Similarities Between Poker and Business
I’ve been an avid poker player for nearly 10 years now, and it always amazes me how many similarities there are between poker and business.
Many people dismiss poker as a game of luck. Nothing could be further from the truth. Sure, on a given night some people will get luckier than others, but I have yet to meet the poker player who consistently beats the odds just by running well. Over the long run, just as in business, those who are skilled, focused, and knowledgeable will always beat those who are just lucky.
Making Decisions With Limited Information:
In poker, as in business, you always need adapt to the situation using the information you have. Poker is far from an exact science. Hundreds of books have been written on everything from playing styles to pot odds, but underneath all of these complexities lie two fundamental rules:
- Stay in when you are ahead
- Get out when you are way behind.
The secret to winning in both poker and business is find out where you stand as quickly as possible. You can never know for sure, but through disciplined evaluation you can be right more over than not. If you are winning, you should act to maximize your financial upside. On the other hand, if you are beaten, you should play in a way that minimizes your losses.
It is this second rule that separates good poker players from the rest. If you have a winning hand, it’s generally pretty easy to stay in the pot. Where most players tend to lose money is on the hands where they are badly beaten. They hope to “luck out,” but luck is not a sustainable long term strategy. If you are beaten, you’re beaten, and (most of the time) you are not going to catch up.
Business is no different. If a business venture is succeeding, it’s very easy to continue investing time and money – but when people start failing, they often keep throwing good money after bad in an attempt to salvage the situation. This can lead to a dangerous downward spiral. Instead, it’s important to fail fast – if something is not working, you should cut your losses and move on.
Why do we make these bad decisions? Most of the time, it’s because we don’t like to admit we were wrong. It’s never easy to say that we’ve made a mistake, but it’s the first step in getting us back on the right path.
The Importance of Giving Yourself “Outs”
One of the central ideas in poker is the concept of an “out.” Basically, an “out” is a card that will help you improve your hand…when you are currently losing. To win, you have to take some risks (like bluffing for example), and if you’re good, these risks will pay off over time. But sometimes, people will call your bluff, and this is when “giving yourself outs” can help you get lucky and stay in the game.
It’s the same in business – few ventures succeed without at least SOME risk. But in most cases, it’s usually a good idea to hedge your bets a little bit.
It’s not the most romantic idea in the world, but it works. Take Mark Zuckerberg, the founder of Facebook.

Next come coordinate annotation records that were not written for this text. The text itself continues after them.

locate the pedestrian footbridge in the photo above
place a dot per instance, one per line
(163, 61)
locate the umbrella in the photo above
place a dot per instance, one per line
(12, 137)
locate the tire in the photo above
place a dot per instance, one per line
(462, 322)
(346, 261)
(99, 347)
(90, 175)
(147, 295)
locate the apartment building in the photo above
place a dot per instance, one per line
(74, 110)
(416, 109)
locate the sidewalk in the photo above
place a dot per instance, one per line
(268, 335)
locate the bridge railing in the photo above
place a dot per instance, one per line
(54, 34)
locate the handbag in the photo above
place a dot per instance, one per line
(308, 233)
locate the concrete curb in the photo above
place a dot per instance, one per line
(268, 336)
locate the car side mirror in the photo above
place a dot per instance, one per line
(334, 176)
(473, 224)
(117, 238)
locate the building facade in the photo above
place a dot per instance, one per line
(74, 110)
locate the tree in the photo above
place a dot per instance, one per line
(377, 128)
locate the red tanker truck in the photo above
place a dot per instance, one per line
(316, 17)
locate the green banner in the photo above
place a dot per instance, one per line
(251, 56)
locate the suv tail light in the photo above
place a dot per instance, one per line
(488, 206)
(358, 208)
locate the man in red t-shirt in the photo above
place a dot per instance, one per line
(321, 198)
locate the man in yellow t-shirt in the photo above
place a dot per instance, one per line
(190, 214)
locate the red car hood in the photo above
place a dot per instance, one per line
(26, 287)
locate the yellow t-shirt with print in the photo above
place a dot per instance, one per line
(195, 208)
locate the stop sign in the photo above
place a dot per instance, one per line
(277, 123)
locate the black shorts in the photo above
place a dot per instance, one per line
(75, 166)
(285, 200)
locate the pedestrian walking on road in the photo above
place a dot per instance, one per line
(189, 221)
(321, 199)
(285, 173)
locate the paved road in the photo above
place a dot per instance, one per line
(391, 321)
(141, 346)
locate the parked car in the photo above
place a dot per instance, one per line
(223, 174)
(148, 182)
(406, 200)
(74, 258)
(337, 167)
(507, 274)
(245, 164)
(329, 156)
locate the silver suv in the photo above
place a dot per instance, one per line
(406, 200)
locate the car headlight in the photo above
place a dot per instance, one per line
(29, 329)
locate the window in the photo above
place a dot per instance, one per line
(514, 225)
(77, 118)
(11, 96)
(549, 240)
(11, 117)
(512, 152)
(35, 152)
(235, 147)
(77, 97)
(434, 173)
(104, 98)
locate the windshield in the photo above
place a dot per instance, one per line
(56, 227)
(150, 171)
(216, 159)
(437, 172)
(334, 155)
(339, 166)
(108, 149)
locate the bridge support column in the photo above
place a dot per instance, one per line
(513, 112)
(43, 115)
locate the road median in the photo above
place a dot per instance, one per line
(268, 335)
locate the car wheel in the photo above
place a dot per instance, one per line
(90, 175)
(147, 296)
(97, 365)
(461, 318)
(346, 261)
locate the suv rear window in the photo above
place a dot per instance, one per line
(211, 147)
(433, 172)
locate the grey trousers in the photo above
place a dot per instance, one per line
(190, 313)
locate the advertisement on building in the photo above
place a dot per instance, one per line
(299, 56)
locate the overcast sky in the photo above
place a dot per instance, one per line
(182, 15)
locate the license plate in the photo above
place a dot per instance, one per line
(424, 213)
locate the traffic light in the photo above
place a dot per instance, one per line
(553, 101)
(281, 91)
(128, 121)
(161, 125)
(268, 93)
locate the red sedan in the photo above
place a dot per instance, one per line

People think he dropped out of college on a whim, but in reality he waited until he had funding from prominent investors. Moreover, he could have gone back to Harvard any time he wanted to if Facebook didn’t work out.

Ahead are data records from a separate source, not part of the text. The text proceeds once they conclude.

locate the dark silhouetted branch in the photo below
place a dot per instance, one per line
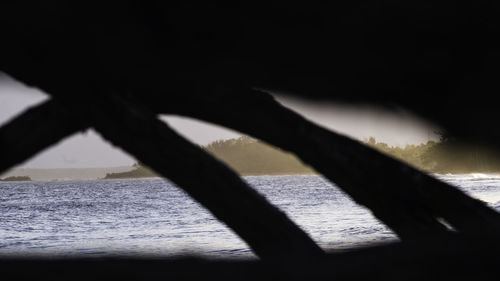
(410, 202)
(33, 131)
(265, 228)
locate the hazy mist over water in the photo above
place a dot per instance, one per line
(90, 150)
(153, 217)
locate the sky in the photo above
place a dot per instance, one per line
(86, 150)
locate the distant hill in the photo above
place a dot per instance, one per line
(245, 155)
(138, 171)
(65, 173)
(20, 178)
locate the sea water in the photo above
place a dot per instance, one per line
(153, 217)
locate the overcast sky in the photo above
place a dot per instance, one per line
(90, 150)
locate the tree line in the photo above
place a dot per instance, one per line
(248, 156)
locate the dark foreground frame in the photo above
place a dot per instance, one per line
(90, 87)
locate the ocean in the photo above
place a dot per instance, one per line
(152, 217)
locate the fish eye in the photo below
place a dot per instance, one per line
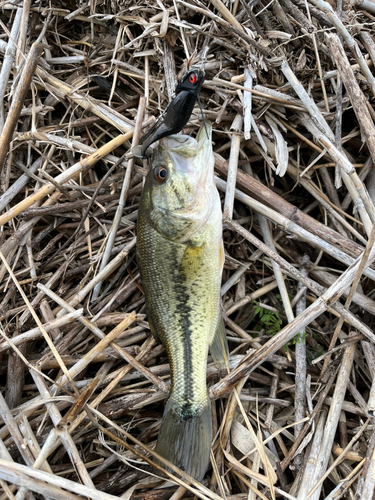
(193, 78)
(160, 174)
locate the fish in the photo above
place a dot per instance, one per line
(176, 114)
(181, 256)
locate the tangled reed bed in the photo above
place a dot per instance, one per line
(289, 88)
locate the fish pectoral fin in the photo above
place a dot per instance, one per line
(153, 330)
(185, 440)
(219, 346)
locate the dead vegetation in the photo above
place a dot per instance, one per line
(290, 91)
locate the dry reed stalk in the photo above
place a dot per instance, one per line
(99, 60)
(18, 99)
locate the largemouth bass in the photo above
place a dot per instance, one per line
(181, 257)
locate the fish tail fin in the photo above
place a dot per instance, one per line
(185, 439)
(219, 346)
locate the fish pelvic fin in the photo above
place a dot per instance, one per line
(185, 438)
(219, 346)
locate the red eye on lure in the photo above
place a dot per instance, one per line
(193, 78)
(175, 116)
(161, 174)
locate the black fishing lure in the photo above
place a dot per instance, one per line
(176, 114)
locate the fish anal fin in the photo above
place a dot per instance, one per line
(219, 346)
(185, 440)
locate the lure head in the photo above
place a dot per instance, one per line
(180, 185)
(191, 81)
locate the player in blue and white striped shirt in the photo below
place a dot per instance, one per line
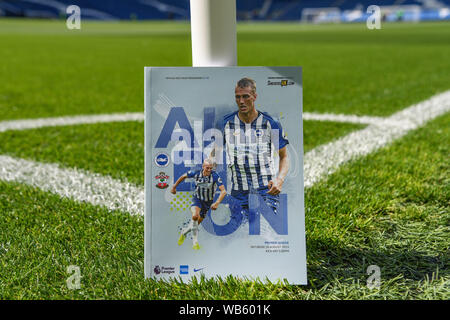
(206, 181)
(251, 137)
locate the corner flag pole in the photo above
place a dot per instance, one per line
(213, 33)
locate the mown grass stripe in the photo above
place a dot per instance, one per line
(318, 163)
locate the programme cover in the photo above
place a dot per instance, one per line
(224, 173)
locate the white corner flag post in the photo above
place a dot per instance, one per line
(213, 33)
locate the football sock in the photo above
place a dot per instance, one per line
(195, 232)
(188, 229)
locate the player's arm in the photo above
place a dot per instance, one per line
(276, 185)
(180, 180)
(222, 195)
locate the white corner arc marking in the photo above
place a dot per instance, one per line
(113, 194)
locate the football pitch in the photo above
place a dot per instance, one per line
(376, 141)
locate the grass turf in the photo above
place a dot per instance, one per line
(117, 149)
(362, 215)
(347, 69)
(388, 209)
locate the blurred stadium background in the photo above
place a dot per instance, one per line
(314, 11)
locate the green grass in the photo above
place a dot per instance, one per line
(362, 215)
(117, 149)
(347, 69)
(389, 209)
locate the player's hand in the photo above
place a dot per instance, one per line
(214, 206)
(275, 186)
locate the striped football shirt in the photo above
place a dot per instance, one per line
(249, 148)
(205, 186)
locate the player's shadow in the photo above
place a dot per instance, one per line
(327, 262)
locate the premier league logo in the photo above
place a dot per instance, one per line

Zuckerberg was smart enough to start Facebook as an experiment and lucky enough to turn it into a home run. Of course, not everyone gets so lucky. One of my close friends also dropped out of Harvard for a year to start a company that went nowhere. Fortunately, he was able to go back to school, graduate with honors, and get a high-paying corporate job. Not a bad set of “outs” to have!
The Dangers of Going On Tilt:
It’s 3:00 AM in Las Vegas. Six weary poker players have grinding it out for several hours. A big hand starts developing as money goes into the pot really fast. Joe looks at his cards and pushes all of his chips in the middle. Another player calls his bet. The cards are turned over. Joe is ahead, but there are still two more cards to come…

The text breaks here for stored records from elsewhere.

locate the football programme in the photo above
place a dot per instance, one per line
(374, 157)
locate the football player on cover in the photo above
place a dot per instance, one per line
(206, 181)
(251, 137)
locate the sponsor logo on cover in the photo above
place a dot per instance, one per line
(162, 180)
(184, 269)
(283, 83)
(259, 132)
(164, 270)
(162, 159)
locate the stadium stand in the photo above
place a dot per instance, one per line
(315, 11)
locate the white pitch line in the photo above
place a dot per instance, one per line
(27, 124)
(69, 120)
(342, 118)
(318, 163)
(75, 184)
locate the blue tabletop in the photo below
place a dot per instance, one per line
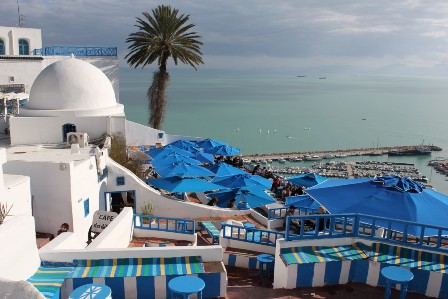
(397, 274)
(93, 290)
(265, 258)
(186, 284)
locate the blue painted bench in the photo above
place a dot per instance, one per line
(211, 229)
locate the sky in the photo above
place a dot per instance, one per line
(292, 36)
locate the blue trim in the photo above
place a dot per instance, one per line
(77, 51)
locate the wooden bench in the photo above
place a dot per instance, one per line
(211, 229)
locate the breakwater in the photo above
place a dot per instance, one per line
(340, 152)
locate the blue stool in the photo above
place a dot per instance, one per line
(185, 286)
(394, 274)
(265, 259)
(90, 291)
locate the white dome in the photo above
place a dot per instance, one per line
(72, 85)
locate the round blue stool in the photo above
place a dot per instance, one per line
(186, 285)
(265, 259)
(90, 291)
(394, 274)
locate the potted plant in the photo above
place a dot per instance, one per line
(147, 209)
(4, 211)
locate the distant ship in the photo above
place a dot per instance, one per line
(417, 151)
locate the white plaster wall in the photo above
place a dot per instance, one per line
(207, 253)
(164, 206)
(18, 194)
(42, 130)
(50, 190)
(117, 234)
(19, 258)
(11, 36)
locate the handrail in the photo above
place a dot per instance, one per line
(175, 225)
(369, 227)
(277, 213)
(76, 50)
(251, 235)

Two minutes later, Joe angrily whips out another thousand dollars to buy more chips. “I can’t believe how badly I run,” he mutters. He’s desperate to recoup his losses.
The next hand begins. Joe doesn’t really have anything strong, but he’s still angry from before. He thinks he can bluff everyone out. After all, he deserves a lucky break after the last bad hand, right?
A few minutes later, Joe is down another thousand dollars.
What happened here? In poker, this is called “going on tilt.” You get unlucky, start feeling angry…and all of a sudden you’re making some very bad choices.
But “going on Tilt” isn’t just limited to poker. It happens all the time in our day to day lives. We have a bad day at work, and then get in a silly fight with our loved ones. We get stuck in traffic and end up getting in a shouting match with another driver. One bad result turns into another, and before we know it, we’re throwing away our valuable time and money.
Here are three ideas to prevent you from going “on tilt”
- Talk to someone you trust and ask them to call you out the next time you’re making a bad choice. It’s a lot easier to turn things around when you hear the concern coming from someone you care about and trust.
- Take a moment to reflect. It’s amazing how a little reflection can help put things in perspective. Think about the big picture.
- Take a break. A lot of poker players will do this after a bad loss. Chances are that they’ll be angry, and they are aware of this. So they won’t even try to fight back immediately. Instead, they’ll regroup and wait until they’re ready to play well again.
Are you a poker player? Have you seen any similarities in business?